TomMaullin / BLMM

This repository contains all code for the BLMM toolbox.
19 stars 5 forks source link

Pyblmm

This repository contains the code for Big Linear Mixed Models for Neuroimaging cluster and local usage.

Requirements

To use the pyblmm code, please pip install like so:

pip install pyblmm

Finally, you must set up your dask-jobqueue configuration file, which is likely located at ~/.config/dask/jobqueue.yaml. This will require you to provide some details about your HPC system. See here for further detail.

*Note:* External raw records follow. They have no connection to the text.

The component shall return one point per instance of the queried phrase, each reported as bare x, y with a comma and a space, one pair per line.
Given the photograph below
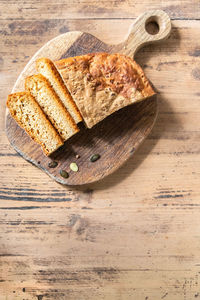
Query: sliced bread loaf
102, 83
49, 101
46, 67
28, 114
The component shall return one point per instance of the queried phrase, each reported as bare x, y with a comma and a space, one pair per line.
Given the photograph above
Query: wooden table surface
136, 234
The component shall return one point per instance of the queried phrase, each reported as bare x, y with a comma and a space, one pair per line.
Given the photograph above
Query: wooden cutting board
117, 137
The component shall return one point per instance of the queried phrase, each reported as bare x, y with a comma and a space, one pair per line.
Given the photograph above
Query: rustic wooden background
136, 234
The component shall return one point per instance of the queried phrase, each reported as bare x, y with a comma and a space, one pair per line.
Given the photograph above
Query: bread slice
48, 100
47, 68
103, 83
28, 114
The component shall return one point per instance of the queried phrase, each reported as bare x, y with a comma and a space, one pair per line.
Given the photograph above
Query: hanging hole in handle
152, 25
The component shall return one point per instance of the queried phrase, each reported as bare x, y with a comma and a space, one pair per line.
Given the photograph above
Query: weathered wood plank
74, 9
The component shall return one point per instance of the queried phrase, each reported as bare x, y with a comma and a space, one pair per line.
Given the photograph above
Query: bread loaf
103, 83
47, 68
50, 103
28, 114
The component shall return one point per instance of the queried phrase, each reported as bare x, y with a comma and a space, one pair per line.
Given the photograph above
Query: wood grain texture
135, 233
114, 143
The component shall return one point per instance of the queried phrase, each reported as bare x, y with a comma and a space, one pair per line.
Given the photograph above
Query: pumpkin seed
74, 167
52, 164
94, 157
64, 174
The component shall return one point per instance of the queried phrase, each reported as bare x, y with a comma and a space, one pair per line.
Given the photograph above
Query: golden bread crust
49, 101
28, 114
102, 83
47, 68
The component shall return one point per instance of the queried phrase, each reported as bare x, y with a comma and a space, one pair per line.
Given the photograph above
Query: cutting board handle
138, 35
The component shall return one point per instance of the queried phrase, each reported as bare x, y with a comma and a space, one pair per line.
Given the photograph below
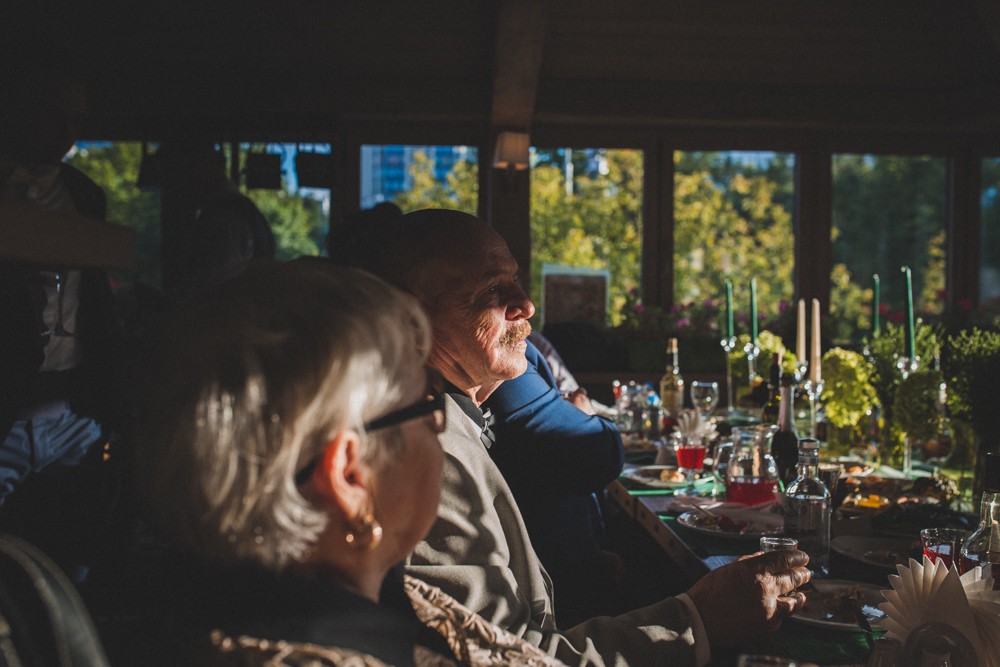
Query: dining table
659, 512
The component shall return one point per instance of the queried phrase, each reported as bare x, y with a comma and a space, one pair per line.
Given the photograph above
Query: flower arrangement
848, 396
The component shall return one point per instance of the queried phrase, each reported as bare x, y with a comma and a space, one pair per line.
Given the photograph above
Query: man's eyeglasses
432, 404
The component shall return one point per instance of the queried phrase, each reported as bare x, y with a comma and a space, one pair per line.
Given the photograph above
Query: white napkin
680, 504
926, 592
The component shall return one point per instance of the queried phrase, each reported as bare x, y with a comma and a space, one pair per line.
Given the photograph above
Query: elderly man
478, 550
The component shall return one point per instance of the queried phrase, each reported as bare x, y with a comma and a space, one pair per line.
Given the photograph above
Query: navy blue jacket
543, 439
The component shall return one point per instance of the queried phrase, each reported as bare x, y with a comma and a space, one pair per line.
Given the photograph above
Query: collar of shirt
484, 418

For instance, if you are using rescomp your jobqueue.yaml file may look something like this:

jobqueue:
  slurm:
    name: dask-worker

    # Dask worker options
    cores: 1                 # Total number of cores per job
    memory: "100GB"                # Total amount of memory per job
    processes: 1                # Number of Python processes per job

    interface: ib0             # Network interface to use like eth0 or ib0
    death-timeout: 60           # Number of seconds to wait if a worker can not find a scheduler
    local-directory: "/path/of/your/choosing/"       # Location of fast local storage like /scratch or $TMPDIR
    log-directory: "/path/of/your/choosing/"
    silence_logs: True

    # SLURM resource manager options
    shebang: "#!/usr/bin/bash"
    queue: short
    project: null
    walltime: '01:00:00'
    job-cpu: null
    job-mem: null
    log-directory: null

    # Scheduler options
    scheduler-options: {'dashboard_address': ':46405'}

If running the BLMM tests on a cluster, fsl_sub must also be configured correctly.

Usage

To run BLMM-py first specify your design using blmm_config.yml and then run your analysis by following the below guidelines.

Specifying your model

The regression model for BLMM must be specified in blmm_config.yml. Below is a complete list of possible inputs to this file.

Mandatory fields

The following fields are mandatory:

Optional fields

The following fields are optional:

Examples

Below are some example blmm_config.yml files.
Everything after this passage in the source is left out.